Entre las cosas irrecuperables, está el asombro del lector de los primeros tiempos, algo que no alcanza a remedar ni el mejor hallazgo del lector maduro. En la memoria de ese momento de entrega casi ilimitada a la dicha de los libros está la marca indeleble de «Cien años de soledad». Podremos conocer después al periodista Gabriel García Márquez redimido del que él consideraba el mejor oficio del mundo gracias la literatura, al autor enfundado en lo que llamaría un overol para remarcar que el oficio de la escritura es tarea de jornada laboral, que exige una disciplina de taller que comienza por la misma indumentaria.
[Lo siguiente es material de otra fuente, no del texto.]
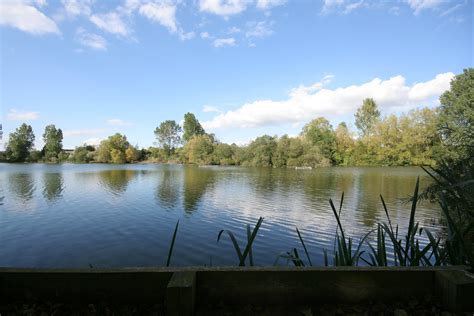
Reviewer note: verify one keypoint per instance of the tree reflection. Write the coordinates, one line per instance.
(53, 186)
(167, 191)
(22, 185)
(196, 182)
(116, 180)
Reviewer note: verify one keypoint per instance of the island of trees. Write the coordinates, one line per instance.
(415, 138)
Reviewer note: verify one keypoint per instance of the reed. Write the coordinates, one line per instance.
(170, 252)
(251, 235)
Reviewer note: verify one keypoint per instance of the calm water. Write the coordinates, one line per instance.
(124, 215)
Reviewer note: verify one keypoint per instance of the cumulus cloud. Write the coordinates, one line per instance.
(342, 6)
(111, 22)
(27, 18)
(94, 141)
(222, 42)
(118, 122)
(223, 7)
(20, 115)
(91, 40)
(259, 29)
(304, 103)
(420, 5)
(162, 13)
(267, 4)
(353, 6)
(77, 7)
(205, 35)
(82, 132)
(210, 108)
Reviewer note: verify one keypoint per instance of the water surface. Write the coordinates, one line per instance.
(124, 215)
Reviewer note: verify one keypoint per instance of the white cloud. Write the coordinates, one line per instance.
(330, 4)
(452, 9)
(20, 115)
(221, 42)
(342, 6)
(82, 132)
(91, 40)
(210, 108)
(312, 88)
(425, 90)
(111, 22)
(304, 103)
(162, 13)
(259, 29)
(267, 4)
(233, 30)
(205, 35)
(118, 122)
(223, 7)
(353, 6)
(26, 18)
(77, 7)
(420, 5)
(94, 141)
(41, 3)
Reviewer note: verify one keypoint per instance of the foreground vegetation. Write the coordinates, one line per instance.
(416, 138)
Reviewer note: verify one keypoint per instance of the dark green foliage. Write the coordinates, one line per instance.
(367, 116)
(113, 149)
(456, 118)
(53, 143)
(168, 135)
(251, 235)
(173, 239)
(191, 127)
(83, 154)
(20, 143)
(320, 133)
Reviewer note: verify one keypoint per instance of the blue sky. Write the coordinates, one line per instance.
(243, 67)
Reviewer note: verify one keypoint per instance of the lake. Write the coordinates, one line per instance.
(124, 215)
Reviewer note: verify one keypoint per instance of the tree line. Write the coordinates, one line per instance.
(414, 138)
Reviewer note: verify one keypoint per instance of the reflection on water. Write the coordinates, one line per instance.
(116, 181)
(107, 214)
(22, 186)
(196, 182)
(167, 191)
(52, 186)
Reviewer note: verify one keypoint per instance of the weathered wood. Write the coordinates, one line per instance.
(456, 289)
(180, 294)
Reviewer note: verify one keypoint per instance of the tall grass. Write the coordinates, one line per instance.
(251, 235)
(173, 239)
(407, 251)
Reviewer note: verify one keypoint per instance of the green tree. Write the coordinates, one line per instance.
(113, 149)
(132, 154)
(53, 142)
(367, 116)
(319, 132)
(20, 143)
(456, 118)
(83, 154)
(260, 152)
(223, 154)
(344, 144)
(191, 127)
(199, 150)
(168, 135)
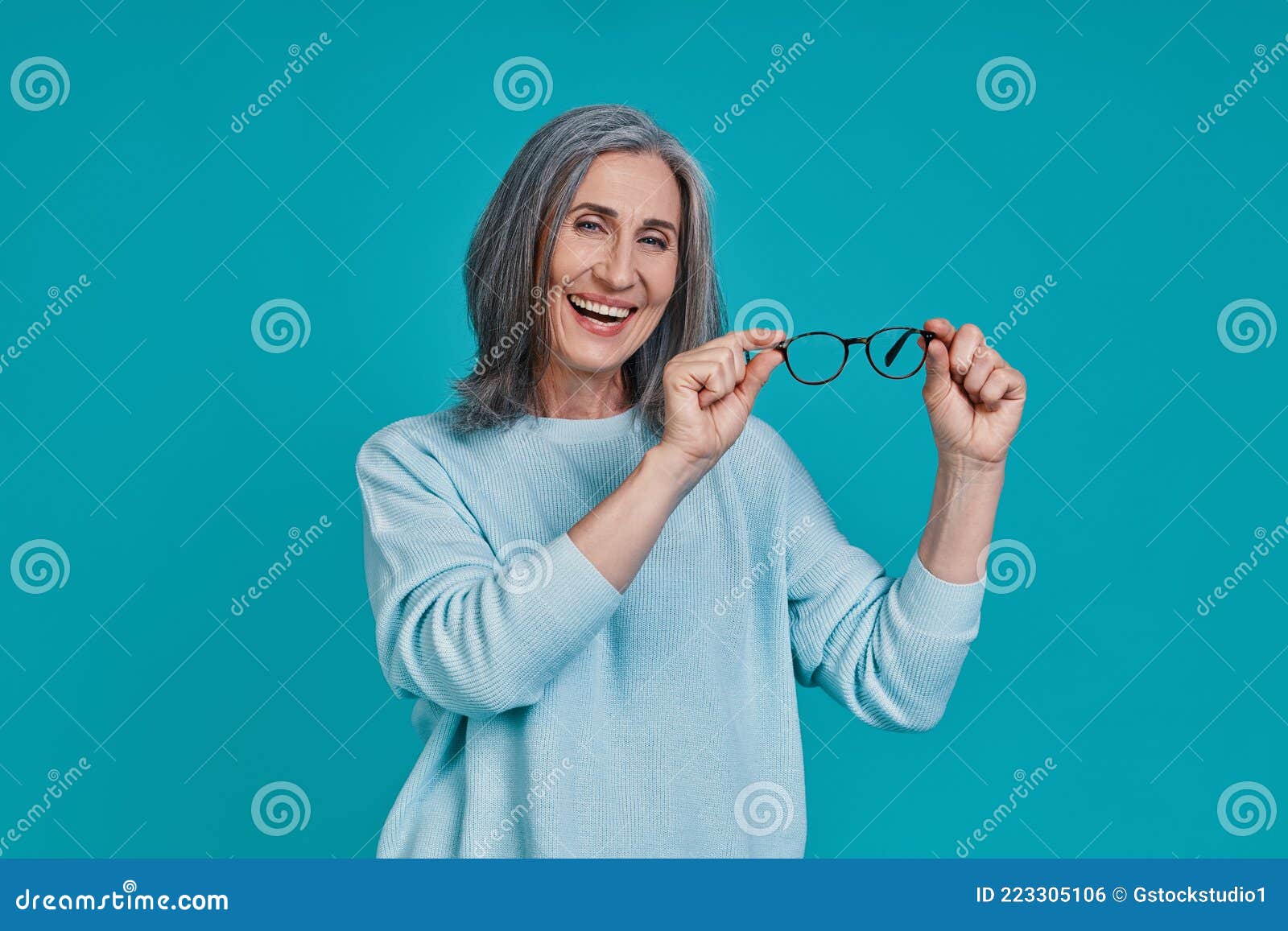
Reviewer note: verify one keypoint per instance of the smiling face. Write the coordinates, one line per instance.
(618, 248)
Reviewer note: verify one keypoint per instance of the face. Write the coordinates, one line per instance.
(618, 248)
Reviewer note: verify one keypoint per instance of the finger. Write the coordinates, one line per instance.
(757, 375)
(723, 379)
(942, 328)
(980, 369)
(759, 338)
(938, 380)
(964, 351)
(1002, 384)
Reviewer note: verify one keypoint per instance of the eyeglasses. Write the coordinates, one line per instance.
(815, 358)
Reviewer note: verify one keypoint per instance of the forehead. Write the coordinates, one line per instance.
(633, 183)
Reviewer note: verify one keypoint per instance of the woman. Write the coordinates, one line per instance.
(601, 576)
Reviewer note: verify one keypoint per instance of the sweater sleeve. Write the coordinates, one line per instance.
(473, 630)
(886, 648)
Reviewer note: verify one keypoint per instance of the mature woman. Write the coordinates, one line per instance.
(601, 576)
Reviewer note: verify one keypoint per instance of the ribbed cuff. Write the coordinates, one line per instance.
(937, 607)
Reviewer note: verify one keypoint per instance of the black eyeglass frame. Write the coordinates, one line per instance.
(866, 341)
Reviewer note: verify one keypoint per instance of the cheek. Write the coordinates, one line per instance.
(660, 277)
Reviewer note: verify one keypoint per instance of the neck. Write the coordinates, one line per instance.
(577, 396)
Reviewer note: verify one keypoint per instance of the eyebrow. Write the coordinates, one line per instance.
(609, 212)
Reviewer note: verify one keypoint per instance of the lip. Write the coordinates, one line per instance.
(603, 299)
(596, 327)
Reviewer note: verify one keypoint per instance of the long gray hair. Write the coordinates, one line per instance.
(508, 283)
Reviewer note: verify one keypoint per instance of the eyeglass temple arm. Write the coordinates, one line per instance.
(898, 344)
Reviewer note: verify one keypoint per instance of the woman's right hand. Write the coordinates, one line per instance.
(708, 394)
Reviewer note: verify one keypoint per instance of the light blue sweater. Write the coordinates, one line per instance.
(564, 719)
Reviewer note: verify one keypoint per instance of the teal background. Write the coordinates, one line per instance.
(169, 456)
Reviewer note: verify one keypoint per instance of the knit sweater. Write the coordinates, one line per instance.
(562, 718)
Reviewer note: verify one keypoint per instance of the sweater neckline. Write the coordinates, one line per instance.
(588, 429)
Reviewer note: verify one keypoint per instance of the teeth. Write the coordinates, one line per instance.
(596, 307)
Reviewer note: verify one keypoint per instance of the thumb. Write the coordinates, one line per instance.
(938, 377)
(758, 373)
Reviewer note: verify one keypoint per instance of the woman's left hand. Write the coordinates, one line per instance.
(972, 397)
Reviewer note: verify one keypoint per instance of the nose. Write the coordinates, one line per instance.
(616, 264)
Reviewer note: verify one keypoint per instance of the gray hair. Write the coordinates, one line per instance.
(508, 285)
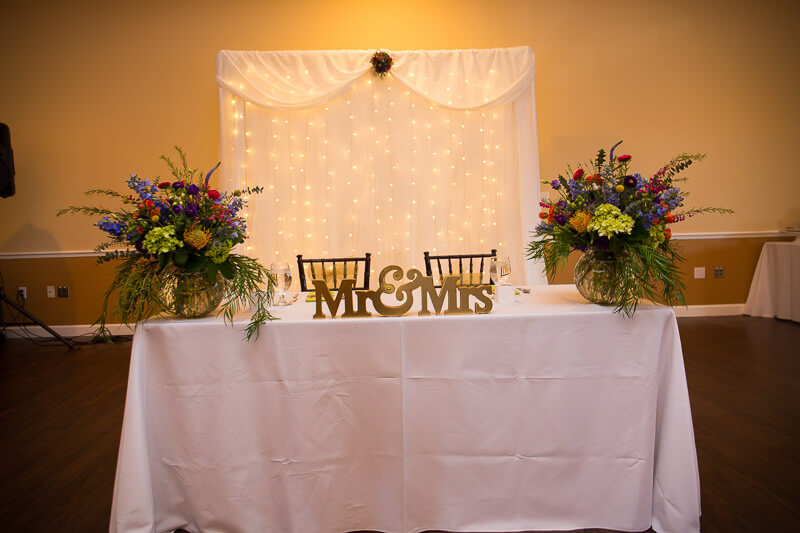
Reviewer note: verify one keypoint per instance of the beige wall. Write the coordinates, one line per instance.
(96, 90)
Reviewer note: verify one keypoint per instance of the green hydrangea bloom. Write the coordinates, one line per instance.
(608, 220)
(218, 251)
(161, 240)
(656, 236)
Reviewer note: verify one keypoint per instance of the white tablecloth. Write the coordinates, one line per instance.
(775, 290)
(550, 413)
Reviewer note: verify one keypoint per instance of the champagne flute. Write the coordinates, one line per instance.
(494, 275)
(504, 268)
(283, 280)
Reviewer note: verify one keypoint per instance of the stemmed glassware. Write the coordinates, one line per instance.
(500, 270)
(283, 280)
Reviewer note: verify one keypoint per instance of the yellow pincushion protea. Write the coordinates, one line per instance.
(196, 237)
(580, 221)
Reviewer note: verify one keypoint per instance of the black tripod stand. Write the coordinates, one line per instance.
(4, 300)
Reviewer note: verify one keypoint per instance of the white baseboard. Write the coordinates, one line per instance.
(66, 331)
(710, 310)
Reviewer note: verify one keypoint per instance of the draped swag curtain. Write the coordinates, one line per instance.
(439, 155)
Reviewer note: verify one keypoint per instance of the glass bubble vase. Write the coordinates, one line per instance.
(597, 277)
(191, 294)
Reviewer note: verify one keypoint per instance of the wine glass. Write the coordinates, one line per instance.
(283, 280)
(504, 270)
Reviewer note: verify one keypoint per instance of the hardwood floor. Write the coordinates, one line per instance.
(61, 416)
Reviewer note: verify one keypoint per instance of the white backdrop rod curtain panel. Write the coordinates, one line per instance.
(440, 155)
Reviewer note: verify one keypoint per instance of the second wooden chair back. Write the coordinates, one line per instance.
(476, 265)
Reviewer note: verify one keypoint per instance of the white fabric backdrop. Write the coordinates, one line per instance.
(441, 155)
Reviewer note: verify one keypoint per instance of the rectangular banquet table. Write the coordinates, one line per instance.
(550, 413)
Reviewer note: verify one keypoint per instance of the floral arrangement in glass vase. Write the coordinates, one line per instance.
(620, 220)
(175, 240)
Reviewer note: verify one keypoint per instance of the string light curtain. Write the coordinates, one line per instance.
(439, 155)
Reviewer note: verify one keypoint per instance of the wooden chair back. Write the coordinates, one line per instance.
(476, 266)
(333, 271)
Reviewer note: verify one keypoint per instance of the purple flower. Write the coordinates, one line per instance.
(208, 176)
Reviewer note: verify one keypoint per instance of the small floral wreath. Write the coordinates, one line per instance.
(381, 64)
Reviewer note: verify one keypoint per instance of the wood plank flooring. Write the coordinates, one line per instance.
(61, 417)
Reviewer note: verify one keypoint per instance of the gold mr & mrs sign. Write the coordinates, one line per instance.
(457, 297)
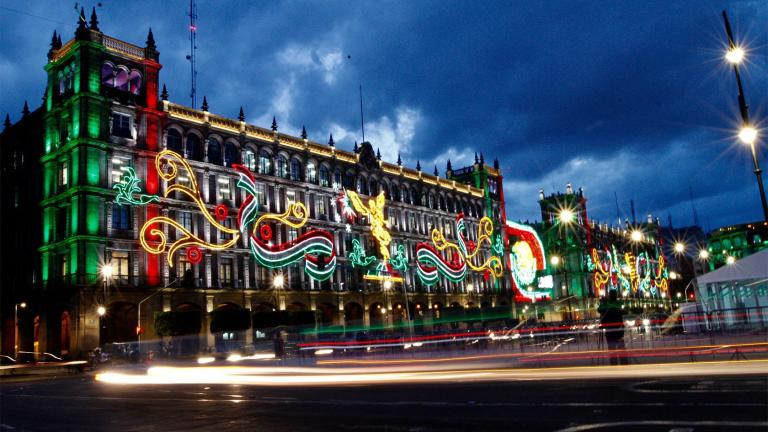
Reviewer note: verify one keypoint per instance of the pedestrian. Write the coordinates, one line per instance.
(612, 323)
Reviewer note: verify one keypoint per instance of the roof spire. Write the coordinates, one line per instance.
(82, 28)
(151, 40)
(94, 20)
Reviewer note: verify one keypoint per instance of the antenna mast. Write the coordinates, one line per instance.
(192, 49)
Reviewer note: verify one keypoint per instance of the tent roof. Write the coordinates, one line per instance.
(754, 266)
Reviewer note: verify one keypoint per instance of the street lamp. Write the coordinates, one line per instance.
(747, 134)
(16, 307)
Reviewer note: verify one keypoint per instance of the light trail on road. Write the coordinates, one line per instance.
(273, 376)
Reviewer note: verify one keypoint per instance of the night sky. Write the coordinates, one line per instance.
(618, 97)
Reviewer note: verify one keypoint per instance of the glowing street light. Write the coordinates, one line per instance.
(566, 216)
(679, 247)
(748, 135)
(735, 55)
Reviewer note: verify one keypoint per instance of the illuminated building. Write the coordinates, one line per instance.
(105, 119)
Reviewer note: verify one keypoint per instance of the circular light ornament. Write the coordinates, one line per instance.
(523, 264)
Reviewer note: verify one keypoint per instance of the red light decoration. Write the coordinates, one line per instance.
(221, 212)
(194, 255)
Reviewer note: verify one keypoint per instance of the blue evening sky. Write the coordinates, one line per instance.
(625, 97)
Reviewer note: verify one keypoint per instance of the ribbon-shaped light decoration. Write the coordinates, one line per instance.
(430, 262)
(166, 164)
(315, 246)
(129, 185)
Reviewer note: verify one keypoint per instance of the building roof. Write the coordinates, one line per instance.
(754, 266)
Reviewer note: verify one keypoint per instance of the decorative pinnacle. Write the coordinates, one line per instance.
(150, 40)
(94, 20)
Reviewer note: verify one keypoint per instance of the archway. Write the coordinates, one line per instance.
(327, 314)
(377, 313)
(353, 314)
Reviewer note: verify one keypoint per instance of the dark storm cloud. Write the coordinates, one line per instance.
(624, 97)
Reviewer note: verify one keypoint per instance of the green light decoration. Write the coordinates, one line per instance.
(128, 186)
(399, 261)
(357, 257)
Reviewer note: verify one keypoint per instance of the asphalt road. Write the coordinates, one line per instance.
(692, 403)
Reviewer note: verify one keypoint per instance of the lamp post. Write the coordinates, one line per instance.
(748, 134)
(16, 307)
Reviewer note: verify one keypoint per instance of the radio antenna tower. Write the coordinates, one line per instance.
(192, 49)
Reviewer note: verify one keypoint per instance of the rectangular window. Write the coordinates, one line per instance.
(225, 193)
(185, 219)
(261, 194)
(63, 173)
(225, 272)
(120, 165)
(120, 264)
(121, 216)
(121, 125)
(321, 206)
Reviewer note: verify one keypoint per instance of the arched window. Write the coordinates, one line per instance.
(282, 166)
(134, 82)
(325, 180)
(121, 79)
(230, 154)
(311, 172)
(295, 170)
(214, 151)
(194, 148)
(173, 140)
(265, 163)
(249, 160)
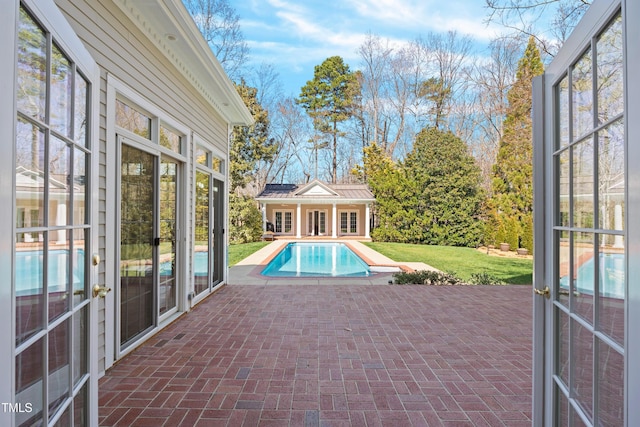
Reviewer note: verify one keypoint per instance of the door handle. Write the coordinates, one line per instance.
(544, 292)
(100, 291)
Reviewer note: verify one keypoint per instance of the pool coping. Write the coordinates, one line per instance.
(248, 271)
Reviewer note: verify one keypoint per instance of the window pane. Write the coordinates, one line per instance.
(611, 179)
(562, 369)
(582, 371)
(611, 287)
(610, 78)
(170, 139)
(30, 180)
(79, 344)
(564, 262)
(29, 288)
(59, 185)
(29, 382)
(583, 274)
(58, 366)
(79, 187)
(610, 386)
(129, 118)
(80, 113)
(58, 278)
(582, 96)
(582, 184)
(61, 90)
(32, 68)
(563, 112)
(563, 190)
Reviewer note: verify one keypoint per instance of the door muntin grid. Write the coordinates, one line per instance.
(589, 217)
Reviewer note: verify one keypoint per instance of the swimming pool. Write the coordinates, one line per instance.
(611, 281)
(317, 259)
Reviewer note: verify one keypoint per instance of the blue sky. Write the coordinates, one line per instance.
(295, 36)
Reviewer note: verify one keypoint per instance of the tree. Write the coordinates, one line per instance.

Antes de conocer el estruendo del «boom» de la literatura latinoamericana en toda su dimensión, de saber del desencuentro de Gabriel García Márquez y Mario Vargas Llosa, de origen incierto y con final violento, de que el mundo le otorgara los mayores reconocimientos, «Cien años de soledad» ya se había apoderado del lector primigenio. El descubrimiento de aquella escritura selvática, de una frondosidad insólita, las existencias tejidas con la fuerza narrativa de lo que antes se ha contado de viva voz ante un audiencia que se desentiende cuando la historia decae, tiene un efecto perdurable todavía hoy, cuando tantos libros llegados después se han diluido en el olvido.

En el intento, inútil, de recuperar ese asombro, el lector agradecido seguirá fiel a García Márquez, aunque esa lealtad conlleve la desazón de constatar que aquel primer encuentro es irrepetible.